Here are some steps to making your MFA better:
- Set up Multi-Factor Authentication — YESTERDAY — across all your business email accounts. For employers, require your employees to do the same.
- Take a look at all your vendors and partners (e.g., banking, insurance, payroll, 401k). Do they offer MFA? If not, it's time to find a new provider that does.
- Set up MFA across all your business vendor and partner accounts, preferably using the authenticator app method.
- Set up MFA for your personal banking, investment, insurance and health-related accounts to ensure your identity is protected.
- Monitor access attempts. For personal accounts, this can mean turning on notifications that tell you when an account is being accessed from any new devices. For companies, the principle is the same, but you’ll need an IT team or partner to help.
Real-Time Monitoring For Your Business
Businesses need sophisticated monitoring that takes into account multiple data points. For instance, a basic alert will tell you that a user is trying to login from a new location for the first time. More sophisticated monitoring takes into account the last time the user logged in and the distance between the two locations. For instance, someone logs in from Cincinnati and then 20 minutes later there’s a login attempt from Turkey. There’s no way a person could get from Cincinnati to Turkey in 20 minutes, so there’s definitely a malicious act involved. Depending on the business, we can set up your system to block all international sign ins.

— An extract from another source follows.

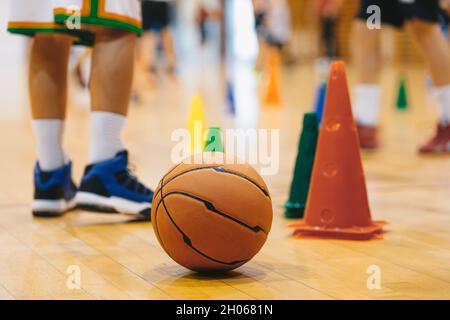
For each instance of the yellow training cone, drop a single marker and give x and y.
(196, 124)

Monitoring is even more critical in the new COVID-19 work-from-anywhere culture. At Intrust-IT, we monitor all of our Complete Care clients. When login attempts occur, we check if it was successful or unsuccessful, as well as whether any MFA criteria were met for the sign in. If something suspicious is found, a member of our engineering team who specializes in cybersecurity evaluates it immediately. If we’re unable to contact the account owner or company representative where the login occurred, we can temporarily disable the account.
In just the last week, we prevented two accounts from being compromised through monitoring and were able to stop attempted hacks on two others before significant damage could be done. In three of the four cases, the users had not yet implemented their Multi-Factor Authentication.
The Time For MFA Is
The days of someone hacking a company network to steal data or hold it for ransom are more and more in our rear view mirror. It still happens, but not nearly as often — in part because of new end-point protection and network perimeter security systems that effectively block those attempts, making it much more costly and time consuming to try and accomplish.
The types of breaches that are becoming more common are those that exploit individual accounts. Data thieves use social engineering tactics like well-crafted phishing emails. Once in your account, they steal what they can, then branch out using your contacts to snare more people. The best defense against this growing threat is a well-configured Multi-Factor Authentication program.